If there are no supplementary columns this field is not present.

SupColsNtable

Same as out.SupColsN but in table format (with row and column names). This is the contingency table referred to supplementary columns.

If there are no supplementary columns this field is not present.

This output is present just if your MATLAB version is not<2013b.

RowsPriSup

Principal coordinates of supplementary rows.

If there are no supplementary rows this field is not present.

RowsStaSup

Standard coordinates of supplementary rows.

If there are no supplementary rows this field is not present.

RowsSymSup

Symmetrical coordinates of supplementary rows.

If there are no supplementary rows this field is not present.

ColsPriSup

Principal coordinates of supplementary columns.

If there are no supplementary columns this field is not present.

ColsStaSup

Standard coordinates of of supplementary columns.

If there are no supplementary columns this field is not present.

ColsSymSup

Symmetrical coordinates of supplementary columns.

If there are no supplementary columns this field is not present.

## References

Benzecri, J.-P. (1992), "Correspondence Analysis Handbook", New-York, Dekker.

Benzecri, J.-P. (1980), "L'analyse des donnees tome 2: l'analyse des correspondances", Paris, Bordas.

Greenacre, M.J. (1993), "Correspondence Analysis in Practice", London, Academic Press.

Gabriel, K.R. and Odoroff, C. (1990), Biplots in biomedical research, "Statistics in Medicine", Vol. 9, pp. 469-485.

Greenacre, M.J. (1993), Biplots in correspondence Analysis, "Journal of Applied Statistics", Vol. 20, pp. 251-269.

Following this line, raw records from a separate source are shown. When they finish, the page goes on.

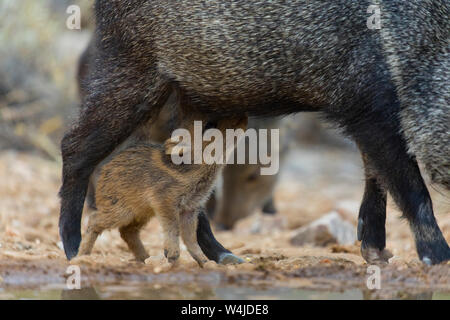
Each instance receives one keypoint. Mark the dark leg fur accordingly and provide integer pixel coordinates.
(110, 113)
(212, 249)
(372, 220)
(379, 139)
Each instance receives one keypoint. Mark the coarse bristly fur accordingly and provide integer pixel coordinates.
(142, 181)
(387, 88)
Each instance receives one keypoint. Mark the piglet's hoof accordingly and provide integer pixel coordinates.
(229, 258)
(376, 256)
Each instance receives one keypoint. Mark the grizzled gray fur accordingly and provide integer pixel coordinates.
(386, 88)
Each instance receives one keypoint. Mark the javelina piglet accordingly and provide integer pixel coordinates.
(143, 181)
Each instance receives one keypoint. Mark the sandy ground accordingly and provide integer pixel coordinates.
(314, 182)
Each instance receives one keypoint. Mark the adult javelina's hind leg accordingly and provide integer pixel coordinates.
(372, 219)
(212, 249)
(120, 97)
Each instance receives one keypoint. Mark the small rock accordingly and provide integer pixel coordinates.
(329, 229)
(265, 224)
(158, 263)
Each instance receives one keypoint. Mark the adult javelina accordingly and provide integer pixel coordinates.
(387, 88)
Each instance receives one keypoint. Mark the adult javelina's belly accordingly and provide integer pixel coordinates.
(238, 53)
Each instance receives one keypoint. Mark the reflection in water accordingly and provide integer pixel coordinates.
(158, 292)
(195, 292)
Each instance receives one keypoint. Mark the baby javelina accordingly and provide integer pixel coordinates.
(144, 180)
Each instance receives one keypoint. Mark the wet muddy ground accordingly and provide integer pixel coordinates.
(315, 181)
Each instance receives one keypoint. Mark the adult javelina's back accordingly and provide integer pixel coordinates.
(270, 58)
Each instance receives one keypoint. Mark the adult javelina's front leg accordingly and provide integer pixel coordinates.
(212, 249)
(120, 96)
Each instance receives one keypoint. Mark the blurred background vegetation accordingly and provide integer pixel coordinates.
(38, 93)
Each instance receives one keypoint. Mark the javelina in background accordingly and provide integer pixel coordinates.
(243, 189)
(142, 181)
(387, 88)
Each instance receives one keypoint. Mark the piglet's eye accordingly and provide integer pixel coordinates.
(211, 125)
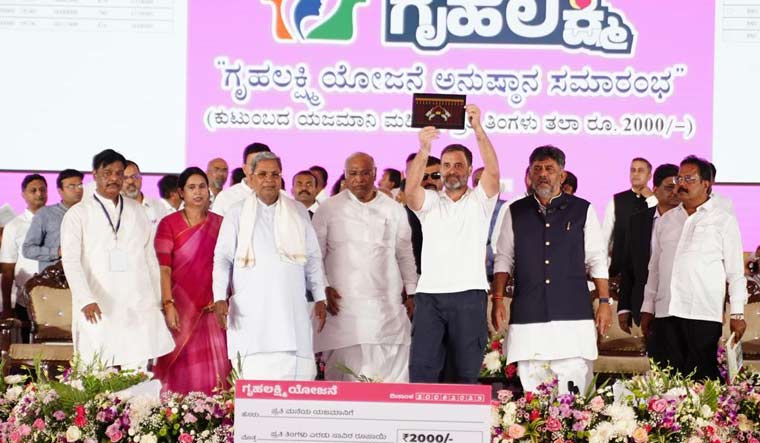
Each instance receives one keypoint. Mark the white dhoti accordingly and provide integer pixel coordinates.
(577, 370)
(276, 366)
(386, 363)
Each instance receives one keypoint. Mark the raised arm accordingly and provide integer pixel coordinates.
(415, 195)
(490, 178)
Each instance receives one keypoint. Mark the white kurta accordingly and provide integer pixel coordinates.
(132, 329)
(227, 198)
(368, 258)
(268, 311)
(553, 340)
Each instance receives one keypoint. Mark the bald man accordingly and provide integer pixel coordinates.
(366, 245)
(217, 171)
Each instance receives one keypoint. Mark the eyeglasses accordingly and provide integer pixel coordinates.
(689, 179)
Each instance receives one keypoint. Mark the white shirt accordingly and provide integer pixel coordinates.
(322, 196)
(367, 250)
(723, 202)
(608, 224)
(132, 329)
(10, 252)
(268, 311)
(230, 196)
(553, 340)
(455, 233)
(693, 257)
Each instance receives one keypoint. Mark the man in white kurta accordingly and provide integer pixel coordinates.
(269, 253)
(366, 242)
(111, 267)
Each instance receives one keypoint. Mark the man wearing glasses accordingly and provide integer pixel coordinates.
(43, 240)
(696, 251)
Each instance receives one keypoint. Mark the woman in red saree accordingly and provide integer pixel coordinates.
(185, 243)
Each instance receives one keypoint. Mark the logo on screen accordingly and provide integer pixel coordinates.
(591, 26)
(314, 20)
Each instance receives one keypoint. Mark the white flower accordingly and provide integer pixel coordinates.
(14, 379)
(602, 433)
(14, 393)
(492, 360)
(73, 434)
(510, 414)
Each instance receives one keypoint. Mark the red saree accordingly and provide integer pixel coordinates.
(199, 361)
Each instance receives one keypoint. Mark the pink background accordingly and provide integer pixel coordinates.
(668, 33)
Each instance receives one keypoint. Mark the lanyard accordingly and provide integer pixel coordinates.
(115, 229)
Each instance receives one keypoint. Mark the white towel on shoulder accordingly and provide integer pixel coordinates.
(289, 232)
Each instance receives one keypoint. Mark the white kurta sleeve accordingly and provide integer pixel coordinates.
(72, 244)
(224, 255)
(504, 253)
(653, 280)
(319, 222)
(596, 254)
(733, 260)
(404, 252)
(315, 274)
(608, 224)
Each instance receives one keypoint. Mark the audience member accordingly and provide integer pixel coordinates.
(43, 240)
(696, 253)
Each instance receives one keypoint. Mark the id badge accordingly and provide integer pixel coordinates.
(118, 260)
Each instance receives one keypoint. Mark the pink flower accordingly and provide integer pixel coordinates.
(597, 403)
(514, 432)
(640, 435)
(659, 405)
(553, 425)
(25, 430)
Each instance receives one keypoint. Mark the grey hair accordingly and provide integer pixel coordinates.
(261, 156)
(358, 154)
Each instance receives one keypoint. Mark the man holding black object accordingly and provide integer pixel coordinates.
(450, 304)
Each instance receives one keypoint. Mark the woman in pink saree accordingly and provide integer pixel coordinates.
(185, 243)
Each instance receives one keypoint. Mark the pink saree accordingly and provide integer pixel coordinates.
(199, 361)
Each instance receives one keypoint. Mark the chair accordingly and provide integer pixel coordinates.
(51, 342)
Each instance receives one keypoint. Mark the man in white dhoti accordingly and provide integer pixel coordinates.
(367, 246)
(267, 246)
(227, 198)
(111, 267)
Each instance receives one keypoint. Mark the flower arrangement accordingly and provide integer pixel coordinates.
(495, 361)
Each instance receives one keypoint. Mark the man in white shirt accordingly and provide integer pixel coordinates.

Urbano, L.-S., van de Velden, M. and Kiers, H.A.L. (2009), CAR: A MATLAB Package to Compute Correspondence Analysis with Rotations, "Journal of Statistical Software", Vol. 31.

## Acknowledgements

This function has been inspired by the code developed by:

Urbano Lorenzo-Seva (Rovira i Virgili University, Tarragona, Spain), Michel van de Velden (Erasmus University, Rotterdam, The Netherlands), and Henk A.L. Kiers (University of Groningen, Groningen, The Netherlands) (See References).